So I just watched this movie again. I watched it once in theatres…I can’t remember who I was with (sorry). I hated it then. HATED IT. Now? Still hate it. It’s an interesting movie, there’s nothing wrong with the actors or the screenplay or anything cinematic like that. It’s the story, the sequence of events that makes we want to rip out their hearts.

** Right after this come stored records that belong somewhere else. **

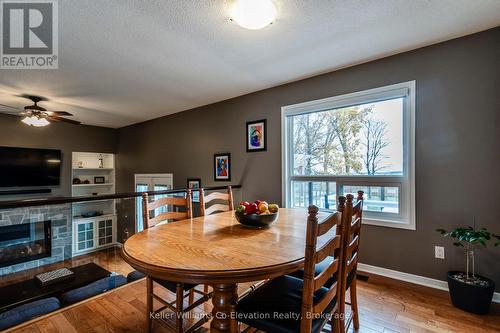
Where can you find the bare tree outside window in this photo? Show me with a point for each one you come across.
(375, 142)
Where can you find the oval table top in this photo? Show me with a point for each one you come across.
(218, 249)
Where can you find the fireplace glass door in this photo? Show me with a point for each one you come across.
(24, 242)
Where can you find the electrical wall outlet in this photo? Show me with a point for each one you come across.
(439, 252)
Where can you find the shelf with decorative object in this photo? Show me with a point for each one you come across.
(90, 185)
(94, 222)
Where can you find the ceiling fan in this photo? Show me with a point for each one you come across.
(35, 115)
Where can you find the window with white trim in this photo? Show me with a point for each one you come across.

The entire time I want to stand up and scream THAT’S YOUR BEST FUCKING FRIEND. And in my head, that’s exactly what I’m saying, over and over. I couldn’t imagine it. I really couldn’t. Sleeping with him was one thing. That is something I could understand, accept and even forgive. But the lying, the cheating, the sneaking around. Never. Ever. Ever. I don’t know if I’m an abundantly loyal person, but Rachel & Dex’s characters disgust me. And the entire time it’s like it is just okay, no problem, let’s spend the weekend together. WHAT THE FUCK? That’s your best friend. And I can’t even be mad at the guy. I really can’t, because i firmly believe that every guy cheats. Go ahead, tell me your stupid fucking stories about your loyal boys, I don’t give a shit. I think guys have this innate desire, this cheating destiny that eventually they all fulfill. Anyway, this is why I’m not mad at Dex. But Rachel.
I wish, for the rest of my life that I never have a best friend like her. I would honestly without a doubt rather be alone, forever.
Yes, I lie. I’ve probably lied to your face half a dozen times. Yeah I get mad at you, and I’ll probably say some crappy shit about you. But that loyalty? That tiny ounce of trust that bonds you and I together—without it there is absolutely no point in pursuing a friendship. An anger builds up in me when I watch this movie. And even though the best friend is a total Bitch—I could never.
That’s your best friend. I just say it, over and over.